Catholics call for peace after condemning Charlottesville white nationalist violence White nationalists clash with counter-protesters at a rally in Charlottesville, Virginia. Photo: CNS

US Catholics have called for peace in the aftermath of violence in Charlottesville, in which three people died and dozens were injured.

Catholic bishops, a cardinal and several Catholic organisations made the appeal following clashes between pacifists, protestors and white supremacists in the Virginian town.

A white nationalist rally was organised in reaction to Charlottesville city council’s plan to remove the statue of Robert E Lee, a Confederate general who many say is a symbol of racism. They were met by counter-protestors, and at least 20 people were injured last Saturday according to the Associated Press.

Marchers

Further brutality at the University of Virginia the following day left one person dead after a car ploughed into a crowd of counter-protestors on the afternoon of August 12.

A 32-year-old paralegal, Heather D. Heyer, was killed when a man known to be a Nazi sympathiser drove into the marchers. Vigils were held for her and those who suffered in several countries.

The bishop of the diocese that encompasses Charlottesville, Francis DiLorenzo, said: “In the last 24 hours, hatred and violence have been on display in the city of Charlottesville.

“Only the light of Christ can quench the torches of hatred and violence.
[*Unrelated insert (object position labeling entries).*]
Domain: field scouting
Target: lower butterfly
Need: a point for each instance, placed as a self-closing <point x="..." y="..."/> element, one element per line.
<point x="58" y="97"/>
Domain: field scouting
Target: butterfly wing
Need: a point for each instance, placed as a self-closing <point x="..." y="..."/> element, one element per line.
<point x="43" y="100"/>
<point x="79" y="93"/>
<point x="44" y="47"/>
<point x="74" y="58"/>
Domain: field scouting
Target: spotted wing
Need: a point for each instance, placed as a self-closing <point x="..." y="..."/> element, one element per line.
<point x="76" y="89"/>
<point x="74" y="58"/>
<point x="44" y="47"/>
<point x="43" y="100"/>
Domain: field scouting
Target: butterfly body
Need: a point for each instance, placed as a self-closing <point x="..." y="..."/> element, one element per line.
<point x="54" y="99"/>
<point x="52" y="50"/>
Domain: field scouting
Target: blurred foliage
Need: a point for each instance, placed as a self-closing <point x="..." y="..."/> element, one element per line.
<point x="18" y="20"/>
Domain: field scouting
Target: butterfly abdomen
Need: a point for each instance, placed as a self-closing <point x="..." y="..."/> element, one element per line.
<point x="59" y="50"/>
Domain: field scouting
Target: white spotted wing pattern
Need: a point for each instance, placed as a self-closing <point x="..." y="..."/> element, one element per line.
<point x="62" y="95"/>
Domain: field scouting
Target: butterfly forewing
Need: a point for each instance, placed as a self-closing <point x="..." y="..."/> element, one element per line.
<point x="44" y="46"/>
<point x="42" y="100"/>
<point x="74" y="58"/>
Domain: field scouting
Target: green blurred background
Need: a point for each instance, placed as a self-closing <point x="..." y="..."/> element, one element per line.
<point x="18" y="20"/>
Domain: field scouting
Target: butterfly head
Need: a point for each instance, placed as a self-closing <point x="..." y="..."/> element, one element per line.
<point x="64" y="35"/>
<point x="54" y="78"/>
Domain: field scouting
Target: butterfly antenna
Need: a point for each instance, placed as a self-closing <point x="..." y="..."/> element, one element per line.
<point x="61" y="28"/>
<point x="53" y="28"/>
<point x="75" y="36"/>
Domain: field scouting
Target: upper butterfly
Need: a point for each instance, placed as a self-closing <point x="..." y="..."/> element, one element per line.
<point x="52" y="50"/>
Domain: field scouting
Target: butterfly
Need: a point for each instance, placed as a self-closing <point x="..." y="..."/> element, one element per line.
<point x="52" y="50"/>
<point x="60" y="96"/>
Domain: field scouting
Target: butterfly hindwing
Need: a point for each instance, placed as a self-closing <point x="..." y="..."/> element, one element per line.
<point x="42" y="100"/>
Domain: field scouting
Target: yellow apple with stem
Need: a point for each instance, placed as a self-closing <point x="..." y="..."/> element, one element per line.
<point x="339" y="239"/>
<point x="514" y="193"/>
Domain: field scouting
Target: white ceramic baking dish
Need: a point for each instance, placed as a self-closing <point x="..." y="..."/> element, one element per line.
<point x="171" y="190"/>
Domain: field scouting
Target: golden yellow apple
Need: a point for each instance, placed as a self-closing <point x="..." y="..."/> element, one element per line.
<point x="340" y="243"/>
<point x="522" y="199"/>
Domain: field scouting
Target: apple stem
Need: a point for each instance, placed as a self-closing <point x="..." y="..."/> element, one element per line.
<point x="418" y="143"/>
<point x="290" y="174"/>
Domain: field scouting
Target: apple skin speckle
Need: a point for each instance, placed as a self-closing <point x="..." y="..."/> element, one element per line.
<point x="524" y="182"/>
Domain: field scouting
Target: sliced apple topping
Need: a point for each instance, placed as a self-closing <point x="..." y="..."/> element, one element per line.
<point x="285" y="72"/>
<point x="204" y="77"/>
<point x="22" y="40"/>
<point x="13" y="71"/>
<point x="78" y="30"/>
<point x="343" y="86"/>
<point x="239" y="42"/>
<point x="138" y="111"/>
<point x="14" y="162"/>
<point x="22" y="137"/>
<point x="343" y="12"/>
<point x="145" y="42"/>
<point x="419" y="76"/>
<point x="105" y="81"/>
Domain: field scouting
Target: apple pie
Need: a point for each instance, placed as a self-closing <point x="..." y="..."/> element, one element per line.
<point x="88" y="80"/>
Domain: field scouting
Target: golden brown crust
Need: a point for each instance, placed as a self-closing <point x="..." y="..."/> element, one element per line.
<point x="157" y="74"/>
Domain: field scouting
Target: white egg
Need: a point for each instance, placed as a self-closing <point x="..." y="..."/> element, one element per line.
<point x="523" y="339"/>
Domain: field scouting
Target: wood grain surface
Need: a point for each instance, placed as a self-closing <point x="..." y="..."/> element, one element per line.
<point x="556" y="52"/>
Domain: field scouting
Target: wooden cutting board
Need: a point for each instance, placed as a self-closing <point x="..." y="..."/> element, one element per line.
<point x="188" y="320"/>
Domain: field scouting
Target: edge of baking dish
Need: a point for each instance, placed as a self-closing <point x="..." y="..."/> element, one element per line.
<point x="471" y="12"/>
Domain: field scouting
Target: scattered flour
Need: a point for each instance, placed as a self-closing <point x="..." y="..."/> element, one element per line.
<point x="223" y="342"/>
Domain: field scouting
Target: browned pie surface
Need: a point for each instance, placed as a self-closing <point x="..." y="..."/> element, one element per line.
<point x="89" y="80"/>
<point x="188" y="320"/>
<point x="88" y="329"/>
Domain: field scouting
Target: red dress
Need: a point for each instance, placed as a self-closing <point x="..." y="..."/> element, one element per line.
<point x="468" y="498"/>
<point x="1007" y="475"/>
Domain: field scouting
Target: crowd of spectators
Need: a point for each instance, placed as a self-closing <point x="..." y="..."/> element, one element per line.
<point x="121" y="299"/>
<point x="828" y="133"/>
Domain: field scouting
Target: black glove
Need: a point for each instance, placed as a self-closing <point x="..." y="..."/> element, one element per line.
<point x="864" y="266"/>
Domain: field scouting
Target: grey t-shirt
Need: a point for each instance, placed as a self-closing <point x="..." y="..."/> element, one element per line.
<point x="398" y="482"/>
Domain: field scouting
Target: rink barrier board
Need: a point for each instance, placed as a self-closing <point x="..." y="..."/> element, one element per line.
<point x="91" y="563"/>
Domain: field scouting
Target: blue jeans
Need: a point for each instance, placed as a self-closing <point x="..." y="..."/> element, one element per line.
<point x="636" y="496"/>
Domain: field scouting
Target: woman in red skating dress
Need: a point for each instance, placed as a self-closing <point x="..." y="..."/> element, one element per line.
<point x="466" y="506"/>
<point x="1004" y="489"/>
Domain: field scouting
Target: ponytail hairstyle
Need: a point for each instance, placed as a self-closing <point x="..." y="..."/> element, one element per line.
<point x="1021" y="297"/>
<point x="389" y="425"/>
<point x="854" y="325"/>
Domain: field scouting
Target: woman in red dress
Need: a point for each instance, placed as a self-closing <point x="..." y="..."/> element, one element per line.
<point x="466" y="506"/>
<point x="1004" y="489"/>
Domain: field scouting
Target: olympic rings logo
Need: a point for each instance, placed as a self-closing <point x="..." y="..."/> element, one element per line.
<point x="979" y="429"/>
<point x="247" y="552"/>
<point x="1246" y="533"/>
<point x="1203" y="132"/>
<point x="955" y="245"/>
Let us pray for peace,” said Bishop DiLorenzo in the statement. “I pray that those men and women on both sides can talk and seek solutions to their differences respectfully.”

Virginia’s governor declared a state of emergency when violence erupted during the Unite the Right white nationalist protest. According to US media reports hundreds of men and women with lit torches chanted anti-Semitic slogans the previous day on the grounds of the University of Virginia.

Cardinal Daniel N. DiNardo of Galveston-Houston, president of the United States Conference of Catholic Bishops, called the events “abhorrent acts of hatred”, in a statement. He said they are an “attack on the unity of our nation”.